El desolador paisaje de la Vuelta tras los incendios en Francia

Los legendarios periodistas que cubrieron la primera edición de la París-Roubaix tras la Primera Guerra Mundial describieron la prueba de los adoquines como el ‘Infierno del Norte’. Esto no solo se debió a la dureza del recorrido, sino también a un paisaje devastado por la contienda, lleno de ruinas y destrucción. Recientemente, la Vuelta a España se vio afectada por un desastre similar. Durante la tercera etapa, que finalizó en Font Romeu, se recordó la victoria de Tadej Pogacar en Les Angles, donde obtuvo su primera de cinco victorias en la competición. Sin embargo, las autoridades francesas habían solicitado que el público no asistiera a la carrera debido a la falta de efectivos de seguridad, ya que muchos gendarmes estaban trabajando en la extinción de un incendio en el Canigó. El paisaje en la zona era desolador.
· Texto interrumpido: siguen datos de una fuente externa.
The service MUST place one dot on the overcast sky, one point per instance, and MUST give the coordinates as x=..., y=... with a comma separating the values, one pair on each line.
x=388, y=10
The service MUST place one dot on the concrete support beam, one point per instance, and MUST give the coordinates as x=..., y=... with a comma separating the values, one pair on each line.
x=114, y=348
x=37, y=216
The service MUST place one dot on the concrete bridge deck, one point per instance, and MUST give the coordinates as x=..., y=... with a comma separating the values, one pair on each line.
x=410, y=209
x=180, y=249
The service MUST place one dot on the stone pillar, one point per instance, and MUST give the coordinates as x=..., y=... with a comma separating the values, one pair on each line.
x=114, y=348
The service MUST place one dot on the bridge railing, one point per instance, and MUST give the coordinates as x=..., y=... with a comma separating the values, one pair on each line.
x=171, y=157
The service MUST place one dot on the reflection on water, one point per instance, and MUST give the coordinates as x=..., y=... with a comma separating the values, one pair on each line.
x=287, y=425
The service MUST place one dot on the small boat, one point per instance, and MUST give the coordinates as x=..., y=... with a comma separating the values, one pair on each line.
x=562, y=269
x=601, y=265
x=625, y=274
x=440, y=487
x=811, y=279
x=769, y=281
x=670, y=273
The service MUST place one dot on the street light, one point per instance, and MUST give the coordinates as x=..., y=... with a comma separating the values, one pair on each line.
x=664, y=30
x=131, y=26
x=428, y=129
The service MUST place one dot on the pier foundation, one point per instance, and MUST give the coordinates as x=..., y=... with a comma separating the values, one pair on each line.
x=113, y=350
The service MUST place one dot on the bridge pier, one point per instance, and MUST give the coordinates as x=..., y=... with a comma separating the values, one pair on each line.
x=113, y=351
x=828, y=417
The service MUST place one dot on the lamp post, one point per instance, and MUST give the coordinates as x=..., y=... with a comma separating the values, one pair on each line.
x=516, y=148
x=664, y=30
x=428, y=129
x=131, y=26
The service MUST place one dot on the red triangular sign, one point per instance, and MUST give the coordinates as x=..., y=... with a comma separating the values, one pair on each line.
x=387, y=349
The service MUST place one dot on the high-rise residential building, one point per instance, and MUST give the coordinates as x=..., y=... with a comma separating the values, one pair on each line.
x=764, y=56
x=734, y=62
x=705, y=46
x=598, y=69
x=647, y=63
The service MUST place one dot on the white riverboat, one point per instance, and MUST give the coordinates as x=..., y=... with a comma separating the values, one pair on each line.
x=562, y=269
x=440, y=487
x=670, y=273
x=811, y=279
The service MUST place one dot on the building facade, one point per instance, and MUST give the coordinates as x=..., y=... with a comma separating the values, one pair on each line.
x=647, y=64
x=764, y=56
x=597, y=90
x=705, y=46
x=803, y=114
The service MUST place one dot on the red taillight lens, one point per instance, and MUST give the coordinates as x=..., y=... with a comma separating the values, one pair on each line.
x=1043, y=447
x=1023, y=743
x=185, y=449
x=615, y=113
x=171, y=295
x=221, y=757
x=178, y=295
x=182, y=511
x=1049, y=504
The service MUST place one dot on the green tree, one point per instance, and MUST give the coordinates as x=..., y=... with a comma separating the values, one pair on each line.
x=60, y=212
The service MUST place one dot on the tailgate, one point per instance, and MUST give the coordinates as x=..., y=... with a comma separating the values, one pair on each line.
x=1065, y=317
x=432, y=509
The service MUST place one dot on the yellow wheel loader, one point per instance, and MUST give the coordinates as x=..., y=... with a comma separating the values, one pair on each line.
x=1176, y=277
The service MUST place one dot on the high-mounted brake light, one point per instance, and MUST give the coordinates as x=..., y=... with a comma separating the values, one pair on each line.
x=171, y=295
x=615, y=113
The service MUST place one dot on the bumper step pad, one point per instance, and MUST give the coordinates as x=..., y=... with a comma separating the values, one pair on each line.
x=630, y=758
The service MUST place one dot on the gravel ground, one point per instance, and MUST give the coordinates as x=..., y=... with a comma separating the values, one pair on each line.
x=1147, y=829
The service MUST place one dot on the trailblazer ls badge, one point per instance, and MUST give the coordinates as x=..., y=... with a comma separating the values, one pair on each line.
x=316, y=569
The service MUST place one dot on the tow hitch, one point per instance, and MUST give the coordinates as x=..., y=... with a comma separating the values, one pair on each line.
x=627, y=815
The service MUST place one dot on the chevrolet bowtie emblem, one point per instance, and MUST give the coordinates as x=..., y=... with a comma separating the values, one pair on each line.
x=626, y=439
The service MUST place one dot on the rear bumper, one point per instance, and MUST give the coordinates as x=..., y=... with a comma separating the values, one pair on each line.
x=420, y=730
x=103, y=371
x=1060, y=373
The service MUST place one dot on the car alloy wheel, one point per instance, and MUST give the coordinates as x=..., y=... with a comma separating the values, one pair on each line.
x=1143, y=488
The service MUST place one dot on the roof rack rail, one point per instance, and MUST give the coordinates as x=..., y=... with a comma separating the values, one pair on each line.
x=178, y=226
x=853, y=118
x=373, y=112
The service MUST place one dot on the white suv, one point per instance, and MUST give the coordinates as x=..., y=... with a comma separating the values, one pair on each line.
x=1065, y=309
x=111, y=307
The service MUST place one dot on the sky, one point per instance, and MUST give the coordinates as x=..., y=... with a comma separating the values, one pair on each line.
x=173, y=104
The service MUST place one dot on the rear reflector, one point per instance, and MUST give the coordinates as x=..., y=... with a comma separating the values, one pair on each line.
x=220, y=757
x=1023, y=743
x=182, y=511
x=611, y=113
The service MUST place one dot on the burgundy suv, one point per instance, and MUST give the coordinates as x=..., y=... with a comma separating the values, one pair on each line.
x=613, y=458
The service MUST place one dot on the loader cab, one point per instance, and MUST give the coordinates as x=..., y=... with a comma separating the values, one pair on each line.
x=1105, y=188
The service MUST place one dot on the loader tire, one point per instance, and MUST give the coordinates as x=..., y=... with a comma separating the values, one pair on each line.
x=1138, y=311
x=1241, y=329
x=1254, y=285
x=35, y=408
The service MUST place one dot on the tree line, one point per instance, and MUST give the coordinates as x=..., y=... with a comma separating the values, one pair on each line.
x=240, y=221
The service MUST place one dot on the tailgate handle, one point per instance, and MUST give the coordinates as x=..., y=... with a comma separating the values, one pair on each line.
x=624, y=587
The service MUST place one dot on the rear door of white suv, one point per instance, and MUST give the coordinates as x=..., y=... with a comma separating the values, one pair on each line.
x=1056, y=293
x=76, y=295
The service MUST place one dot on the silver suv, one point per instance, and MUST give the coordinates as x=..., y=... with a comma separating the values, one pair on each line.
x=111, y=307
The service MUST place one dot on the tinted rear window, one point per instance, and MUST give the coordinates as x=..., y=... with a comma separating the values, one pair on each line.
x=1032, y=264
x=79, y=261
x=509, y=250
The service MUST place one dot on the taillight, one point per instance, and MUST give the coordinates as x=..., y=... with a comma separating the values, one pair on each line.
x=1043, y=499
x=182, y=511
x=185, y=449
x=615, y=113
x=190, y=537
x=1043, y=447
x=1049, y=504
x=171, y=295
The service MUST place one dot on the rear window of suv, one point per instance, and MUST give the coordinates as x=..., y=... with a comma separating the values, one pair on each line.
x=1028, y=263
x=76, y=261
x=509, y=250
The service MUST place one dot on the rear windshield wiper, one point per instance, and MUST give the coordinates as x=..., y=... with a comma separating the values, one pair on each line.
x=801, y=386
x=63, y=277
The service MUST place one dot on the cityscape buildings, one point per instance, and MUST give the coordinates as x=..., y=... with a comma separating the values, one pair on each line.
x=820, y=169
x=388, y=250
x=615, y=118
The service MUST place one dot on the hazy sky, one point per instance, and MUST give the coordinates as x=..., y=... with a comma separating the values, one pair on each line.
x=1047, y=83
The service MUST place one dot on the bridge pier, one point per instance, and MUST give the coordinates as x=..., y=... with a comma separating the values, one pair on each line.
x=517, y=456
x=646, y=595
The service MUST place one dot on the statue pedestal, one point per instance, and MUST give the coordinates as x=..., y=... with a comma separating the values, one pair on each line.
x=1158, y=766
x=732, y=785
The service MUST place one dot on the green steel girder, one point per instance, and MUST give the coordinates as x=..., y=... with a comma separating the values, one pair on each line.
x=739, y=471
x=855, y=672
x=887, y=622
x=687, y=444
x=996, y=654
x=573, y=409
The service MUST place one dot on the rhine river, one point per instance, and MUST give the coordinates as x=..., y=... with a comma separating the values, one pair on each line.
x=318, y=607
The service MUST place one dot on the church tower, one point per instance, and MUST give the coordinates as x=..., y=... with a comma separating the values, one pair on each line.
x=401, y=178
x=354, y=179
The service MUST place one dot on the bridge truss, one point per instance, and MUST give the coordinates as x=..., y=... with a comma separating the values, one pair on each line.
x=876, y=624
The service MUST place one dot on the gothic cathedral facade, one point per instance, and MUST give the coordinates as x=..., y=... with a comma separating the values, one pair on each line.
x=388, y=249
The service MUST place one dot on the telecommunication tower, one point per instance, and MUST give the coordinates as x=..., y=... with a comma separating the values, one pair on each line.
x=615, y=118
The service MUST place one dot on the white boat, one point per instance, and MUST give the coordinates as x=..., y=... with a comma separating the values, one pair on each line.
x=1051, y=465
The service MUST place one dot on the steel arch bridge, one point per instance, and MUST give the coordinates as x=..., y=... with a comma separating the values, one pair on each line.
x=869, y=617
Muchas casas, graneros y establos habían sido consumidos por las llamas. A más de un mes del incendio, las labores de reconstrucción aún no habían comenzado, dejando un panorama de cenizas y árboles calcinados que desolaban a los ciclistas. La organización de la Vuelta, siguiendo indicaciones de las autoridades, pidió precaución a los espectadores, instando a no tirar colillas ni dejar desperdicios en la carretera para evitar nuevos incendios. Este verano, Francia ha enfrentado un aumento alarmante de incendios forestales, similar a lo que ha vivido España. En los alrededores de Burdeos, las llamas han arrasado un área equivalente a ocho veces la extensión de París. La última etapa del Tour tuvo que recortarse por razones de seguridad, ya que muchos gendarmes estaban comprometidos en la lucha contra el fuego en el sur del país. Un año atrás, en una etapa de la Vuelta en el Bierzo, los ciclistas también enfrentaron un paisaje de destrucción, ascendiendo a través de un bosque negro y triste, aún impregnado del olor a carbón.